I'm posting this to the freebsd-stable and freebsd-fs mailing lists.
Followups
should probably happen on freebsd-fs.
I have a ZFS pool configured as:
zpool create data raidz da1 da2 da3 da4 da5 raidz da6 da7 da8 da9 da10
raidz da11 da12 da13 da14 da15 spare da16 log da0
where da1-16 are WD2003FYYS drives (2TB RE4) and da0 is a 256GB PCI-Express
SSD (name omitted to protect the guilty).
The SSD has been dropping offline randomly - it seems that one or more flash
modules pop out of their sockets and need to be re-seated frequently for some
reason.
The most recent time it did that, I replaced the SSD with another one (for some
reason, the manufacturer ties the flash modules to a particular controller, so
just moving the modules results in an offline SSD and inability to manage it
due to "license limits exceeded" or some such nonsense).
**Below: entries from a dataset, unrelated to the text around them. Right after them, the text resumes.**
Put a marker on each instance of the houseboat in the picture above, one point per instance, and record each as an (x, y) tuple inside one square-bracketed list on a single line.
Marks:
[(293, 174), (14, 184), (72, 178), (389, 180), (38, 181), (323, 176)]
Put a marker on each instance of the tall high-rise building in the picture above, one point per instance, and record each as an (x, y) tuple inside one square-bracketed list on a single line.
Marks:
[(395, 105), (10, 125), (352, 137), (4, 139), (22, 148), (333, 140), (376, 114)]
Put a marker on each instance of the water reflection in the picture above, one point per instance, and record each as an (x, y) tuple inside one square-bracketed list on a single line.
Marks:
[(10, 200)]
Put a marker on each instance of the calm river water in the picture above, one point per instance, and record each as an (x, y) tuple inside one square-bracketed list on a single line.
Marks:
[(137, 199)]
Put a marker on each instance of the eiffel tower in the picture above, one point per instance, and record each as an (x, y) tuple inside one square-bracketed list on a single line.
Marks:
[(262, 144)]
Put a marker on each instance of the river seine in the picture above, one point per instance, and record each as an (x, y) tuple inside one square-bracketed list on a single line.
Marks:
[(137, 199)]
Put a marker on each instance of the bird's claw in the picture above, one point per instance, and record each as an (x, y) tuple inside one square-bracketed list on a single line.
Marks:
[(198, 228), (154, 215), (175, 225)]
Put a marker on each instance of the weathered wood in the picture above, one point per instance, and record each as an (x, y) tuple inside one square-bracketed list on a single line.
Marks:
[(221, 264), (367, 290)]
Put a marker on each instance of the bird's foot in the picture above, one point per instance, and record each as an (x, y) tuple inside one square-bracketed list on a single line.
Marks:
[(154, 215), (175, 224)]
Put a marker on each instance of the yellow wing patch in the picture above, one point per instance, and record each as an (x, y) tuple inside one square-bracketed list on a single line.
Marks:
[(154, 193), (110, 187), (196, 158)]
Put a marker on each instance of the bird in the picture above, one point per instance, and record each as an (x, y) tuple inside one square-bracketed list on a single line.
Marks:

ZFS wasn't happy with the log device being changed, and reported it as
corrupted, with the suggested corrective action being to "zpool clear"
it. I
did that, and then did a "zpool replace data da0 da0" and it claimed
to
successfully resilver it. I then did a "zpool scrub" and the scrub
completed
with no errors. So far, so good.
However, any attempt to write to the array results in a near-immediate panic:
panic: solaris assert: sm->sm_spare + size <= sm->sm_size, file:
/usr/src/sys/modules/zfs/../../cddl/contrib/opensolaris/uts/common/fs/zfs/space_map.c,
line: 93 cpuid=2
(Screenshot at http://www.tmk.com/transient/zfs-panic.png in case I mis-typed
something).
This is repeatable across reboot / scrub / test cycles. System is 8-STABLE as
of Fri Nov 5 19:08:35 EDT 2010, on-disk pool is version 4/15, same as the
kernel.
I know that certain operations on log devices aren't supported until pool
version 19 or thereabouts, but the error messages and zpool command results
gave the impression that what I was doing was supported and worked (when it
didn't). If this is truly a "you can't do that in pool version
15", perhaps a
warning could be added so users don't get fooled into thinking it worked?
I can give a developer remote console / root access to the box if that would
help. I have a couple days before I will need to nuke the pool and restore it
from backups.
Terry Kennedy http://www.tmk.com
terry@tmk.com New York, NY USA